Arturo Silot

Personal information
- Full name: Arturo Silot Torres
- National team: Cuba
- Born: April 13, 2001 (age 25) Santiago de Cuba, Cuba
- Weight: 97 kg (214 lb)

Sport
- Country: Cuba
- Sport: Amateur wrestling
- Weight class: 97 kg
- Event: Freestyle

Medal record
Men's freestyle wrestling
Representing Cuba
Pan American Games
| Silver medal – second place | 2023 Santiago | 97 kg |
Pan American Championships
| Gold medal – first place | 2026 Coralville | 97 kg |
| Silver medal – second place | 2025 Monterrey | 97 kg |
| Silver medal – second place | 2024 Acapulco | 97 kg |
| Silver medal – second place | 2023 Buenos Aires | 97 kg |
| Silver medal – second place | 2022 Acapulco | 97 kg |
Central American and Caribbean Games
| Gold medal – first place | 2023 San Salvador | 97 kg |
| Gold medal – first place | 2026 Santo Domingo | 97 kg |
Junior Pan American Games
| Gold medal – first place | 2021 Cali | 97 kg |
Junior Pan American Championships
| Gold medal – first place | 2021 Oaxtepec | 97 kg |
| Silver medal – second place | 2019 Guatemala City | 86 kg |

= Arturo Silot =

Cuban freestyle wrestler

Arturo Silot Torres (born 13 April 2001) is a Cuban freestyle wrestler who claimed the silver medal at the 2022 Pan American Championships and the gold medal from the 2021 Junior Pan American Games.

Silot won the gold medal in the men's 97 kg event at the 2021 Junior Pan American Games held in Cali, Colombia.

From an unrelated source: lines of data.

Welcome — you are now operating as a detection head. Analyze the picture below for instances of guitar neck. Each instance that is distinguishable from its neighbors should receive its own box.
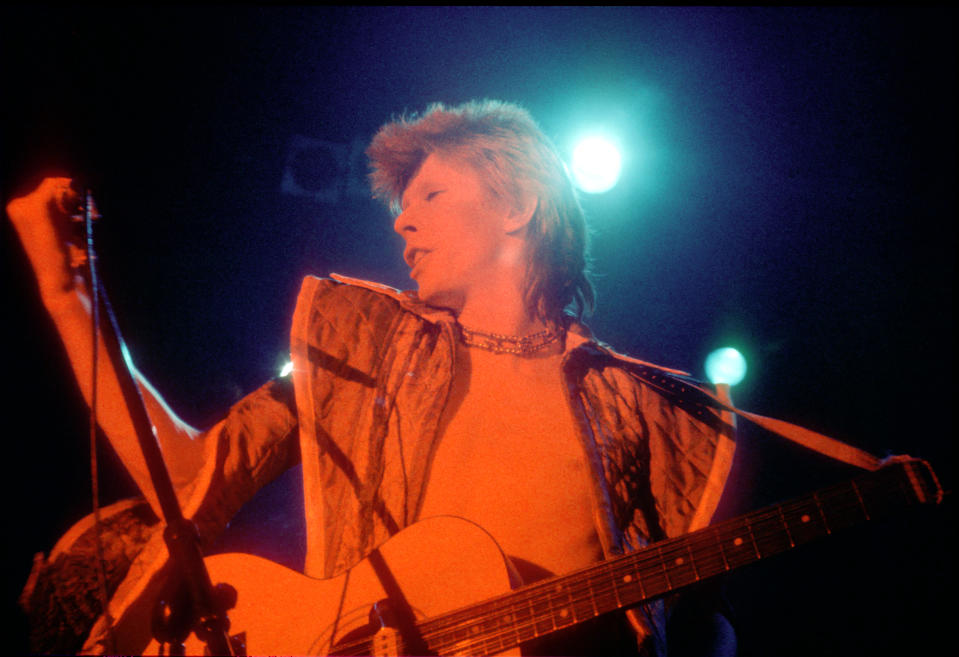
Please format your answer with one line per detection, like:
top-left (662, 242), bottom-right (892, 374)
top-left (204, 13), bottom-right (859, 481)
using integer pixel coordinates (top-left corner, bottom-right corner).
top-left (341, 461), bottom-right (942, 655)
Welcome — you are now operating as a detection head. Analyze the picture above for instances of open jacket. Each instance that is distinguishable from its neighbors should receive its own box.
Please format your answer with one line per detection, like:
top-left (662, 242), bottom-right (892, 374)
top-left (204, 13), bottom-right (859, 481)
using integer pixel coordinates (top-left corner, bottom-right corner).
top-left (62, 277), bottom-right (734, 652)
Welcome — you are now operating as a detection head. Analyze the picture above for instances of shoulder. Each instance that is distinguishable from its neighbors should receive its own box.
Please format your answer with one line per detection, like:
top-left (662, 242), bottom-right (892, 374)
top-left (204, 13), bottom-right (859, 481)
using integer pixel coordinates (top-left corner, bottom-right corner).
top-left (569, 325), bottom-right (717, 428)
top-left (298, 273), bottom-right (452, 322)
top-left (291, 274), bottom-right (451, 352)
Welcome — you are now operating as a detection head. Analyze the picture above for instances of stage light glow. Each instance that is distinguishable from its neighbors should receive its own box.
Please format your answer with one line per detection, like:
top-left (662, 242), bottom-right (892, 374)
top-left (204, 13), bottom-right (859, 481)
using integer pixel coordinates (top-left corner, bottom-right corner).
top-left (570, 136), bottom-right (623, 194)
top-left (706, 347), bottom-right (746, 386)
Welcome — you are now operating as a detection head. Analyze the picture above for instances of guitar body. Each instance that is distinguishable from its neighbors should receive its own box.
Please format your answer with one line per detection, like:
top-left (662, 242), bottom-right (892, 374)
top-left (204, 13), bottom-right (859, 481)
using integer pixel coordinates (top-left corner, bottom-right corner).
top-left (144, 516), bottom-right (519, 655)
top-left (139, 459), bottom-right (943, 655)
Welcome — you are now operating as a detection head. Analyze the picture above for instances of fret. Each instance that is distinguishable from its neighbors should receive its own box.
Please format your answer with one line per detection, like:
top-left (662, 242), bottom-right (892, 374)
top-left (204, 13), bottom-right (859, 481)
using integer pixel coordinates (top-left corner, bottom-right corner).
top-left (402, 467), bottom-right (941, 654)
top-left (611, 555), bottom-right (646, 607)
top-left (686, 527), bottom-right (729, 579)
top-left (710, 527), bottom-right (729, 574)
top-left (593, 563), bottom-right (623, 613)
top-left (567, 572), bottom-right (596, 622)
top-left (783, 500), bottom-right (828, 545)
top-left (659, 539), bottom-right (699, 589)
top-left (510, 600), bottom-right (535, 643)
top-left (548, 582), bottom-right (575, 629)
top-left (751, 507), bottom-right (796, 558)
top-left (636, 545), bottom-right (670, 597)
top-left (716, 521), bottom-right (757, 569)
top-left (529, 587), bottom-right (556, 636)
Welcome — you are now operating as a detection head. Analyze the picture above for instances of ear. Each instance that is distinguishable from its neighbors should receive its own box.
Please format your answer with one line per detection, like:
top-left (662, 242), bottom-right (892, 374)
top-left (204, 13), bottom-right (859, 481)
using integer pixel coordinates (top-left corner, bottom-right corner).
top-left (503, 193), bottom-right (539, 235)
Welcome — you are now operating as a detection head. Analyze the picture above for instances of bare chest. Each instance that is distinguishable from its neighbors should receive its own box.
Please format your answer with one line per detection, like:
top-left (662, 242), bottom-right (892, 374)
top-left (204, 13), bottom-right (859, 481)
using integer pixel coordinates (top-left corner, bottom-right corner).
top-left (420, 353), bottom-right (601, 573)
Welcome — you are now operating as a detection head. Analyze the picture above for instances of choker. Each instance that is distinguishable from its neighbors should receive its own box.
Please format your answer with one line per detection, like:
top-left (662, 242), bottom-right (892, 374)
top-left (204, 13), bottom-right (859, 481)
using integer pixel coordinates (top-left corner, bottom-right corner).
top-left (458, 325), bottom-right (561, 356)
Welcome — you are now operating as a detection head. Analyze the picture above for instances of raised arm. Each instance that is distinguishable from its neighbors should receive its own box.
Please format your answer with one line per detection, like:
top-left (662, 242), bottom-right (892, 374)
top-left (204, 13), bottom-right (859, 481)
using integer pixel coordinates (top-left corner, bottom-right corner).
top-left (7, 178), bottom-right (204, 512)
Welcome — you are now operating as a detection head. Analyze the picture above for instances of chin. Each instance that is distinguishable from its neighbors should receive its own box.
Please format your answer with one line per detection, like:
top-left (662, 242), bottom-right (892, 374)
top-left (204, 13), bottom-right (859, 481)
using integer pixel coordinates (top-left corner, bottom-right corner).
top-left (416, 285), bottom-right (463, 312)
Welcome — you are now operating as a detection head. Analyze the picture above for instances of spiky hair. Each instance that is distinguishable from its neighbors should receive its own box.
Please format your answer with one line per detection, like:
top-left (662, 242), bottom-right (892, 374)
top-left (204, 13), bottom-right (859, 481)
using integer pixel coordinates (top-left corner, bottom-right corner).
top-left (366, 100), bottom-right (595, 322)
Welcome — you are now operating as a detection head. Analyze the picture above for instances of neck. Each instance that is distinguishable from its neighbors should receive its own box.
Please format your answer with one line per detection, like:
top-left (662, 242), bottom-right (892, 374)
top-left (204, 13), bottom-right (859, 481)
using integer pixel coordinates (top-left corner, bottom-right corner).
top-left (456, 288), bottom-right (546, 337)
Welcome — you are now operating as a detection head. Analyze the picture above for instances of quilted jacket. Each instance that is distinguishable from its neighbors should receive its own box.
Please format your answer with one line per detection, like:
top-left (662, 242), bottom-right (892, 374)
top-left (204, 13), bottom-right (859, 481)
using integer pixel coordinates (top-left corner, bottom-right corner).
top-left (77, 277), bottom-right (734, 652)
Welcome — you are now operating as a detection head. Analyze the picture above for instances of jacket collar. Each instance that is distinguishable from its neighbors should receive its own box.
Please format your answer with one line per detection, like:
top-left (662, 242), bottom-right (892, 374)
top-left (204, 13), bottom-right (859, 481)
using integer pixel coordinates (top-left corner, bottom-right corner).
top-left (330, 273), bottom-right (690, 377)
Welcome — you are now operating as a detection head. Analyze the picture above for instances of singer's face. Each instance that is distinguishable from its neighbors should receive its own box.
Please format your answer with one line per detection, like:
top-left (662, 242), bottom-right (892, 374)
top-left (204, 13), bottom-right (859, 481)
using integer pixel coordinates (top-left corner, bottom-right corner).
top-left (394, 153), bottom-right (510, 310)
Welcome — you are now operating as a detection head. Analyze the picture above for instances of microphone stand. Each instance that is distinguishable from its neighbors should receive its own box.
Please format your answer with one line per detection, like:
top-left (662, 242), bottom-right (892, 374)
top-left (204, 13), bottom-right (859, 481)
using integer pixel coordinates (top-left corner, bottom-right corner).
top-left (74, 191), bottom-right (236, 655)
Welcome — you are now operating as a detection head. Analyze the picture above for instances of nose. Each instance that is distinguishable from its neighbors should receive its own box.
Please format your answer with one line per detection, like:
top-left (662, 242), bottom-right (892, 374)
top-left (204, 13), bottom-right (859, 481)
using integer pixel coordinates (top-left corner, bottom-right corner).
top-left (393, 210), bottom-right (416, 237)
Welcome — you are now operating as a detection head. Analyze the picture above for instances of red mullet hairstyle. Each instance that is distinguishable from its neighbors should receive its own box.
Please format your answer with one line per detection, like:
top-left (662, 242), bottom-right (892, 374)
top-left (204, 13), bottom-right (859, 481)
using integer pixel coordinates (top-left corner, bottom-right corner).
top-left (366, 100), bottom-right (595, 323)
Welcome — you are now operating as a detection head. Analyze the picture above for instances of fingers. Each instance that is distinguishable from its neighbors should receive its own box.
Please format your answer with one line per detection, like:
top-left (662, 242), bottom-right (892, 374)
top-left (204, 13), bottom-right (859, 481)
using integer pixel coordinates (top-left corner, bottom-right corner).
top-left (7, 178), bottom-right (80, 224)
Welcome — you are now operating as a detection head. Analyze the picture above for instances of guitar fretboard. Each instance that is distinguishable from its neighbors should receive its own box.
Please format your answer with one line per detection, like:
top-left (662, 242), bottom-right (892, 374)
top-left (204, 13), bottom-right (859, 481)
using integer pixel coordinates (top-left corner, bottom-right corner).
top-left (338, 461), bottom-right (941, 655)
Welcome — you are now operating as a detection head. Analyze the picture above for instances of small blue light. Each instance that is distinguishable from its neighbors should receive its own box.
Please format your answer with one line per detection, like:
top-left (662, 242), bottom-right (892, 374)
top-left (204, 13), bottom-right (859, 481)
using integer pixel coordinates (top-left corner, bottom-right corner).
top-left (706, 347), bottom-right (746, 386)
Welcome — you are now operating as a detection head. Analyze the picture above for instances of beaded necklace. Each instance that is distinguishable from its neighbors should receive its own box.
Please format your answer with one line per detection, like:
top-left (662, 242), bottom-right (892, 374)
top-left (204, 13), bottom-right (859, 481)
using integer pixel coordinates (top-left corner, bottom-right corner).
top-left (459, 325), bottom-right (561, 356)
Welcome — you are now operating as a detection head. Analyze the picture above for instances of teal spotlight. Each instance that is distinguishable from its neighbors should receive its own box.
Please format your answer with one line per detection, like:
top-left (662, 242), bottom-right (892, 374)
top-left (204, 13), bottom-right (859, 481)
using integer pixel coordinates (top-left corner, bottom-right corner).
top-left (570, 136), bottom-right (623, 194)
top-left (706, 347), bottom-right (746, 386)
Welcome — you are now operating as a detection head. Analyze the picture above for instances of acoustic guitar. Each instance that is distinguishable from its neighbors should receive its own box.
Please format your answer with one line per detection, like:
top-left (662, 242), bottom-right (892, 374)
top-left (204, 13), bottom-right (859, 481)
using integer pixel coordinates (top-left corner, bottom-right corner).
top-left (146, 460), bottom-right (943, 655)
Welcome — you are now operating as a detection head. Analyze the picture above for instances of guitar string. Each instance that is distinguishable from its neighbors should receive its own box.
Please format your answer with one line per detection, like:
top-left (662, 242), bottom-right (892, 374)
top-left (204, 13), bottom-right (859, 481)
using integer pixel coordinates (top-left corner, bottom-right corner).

As a result, he directly qualified to compete in the men's 97 kg event at the 2023 Pan American Games in Santiago, Chile.

He won the silver medal in men's 97 kg event at the 2023 Pan American Games held in Santiago, Chile.

In 2024, at the Pan American Wrestling Olympic Qualification Tournament held in Acapulco, Mexico, he earned a quota place for Cuba for the 2024 Summer Olympics held in Paris, France. He competed in the men's freestyle 97 kg event at the Olympics.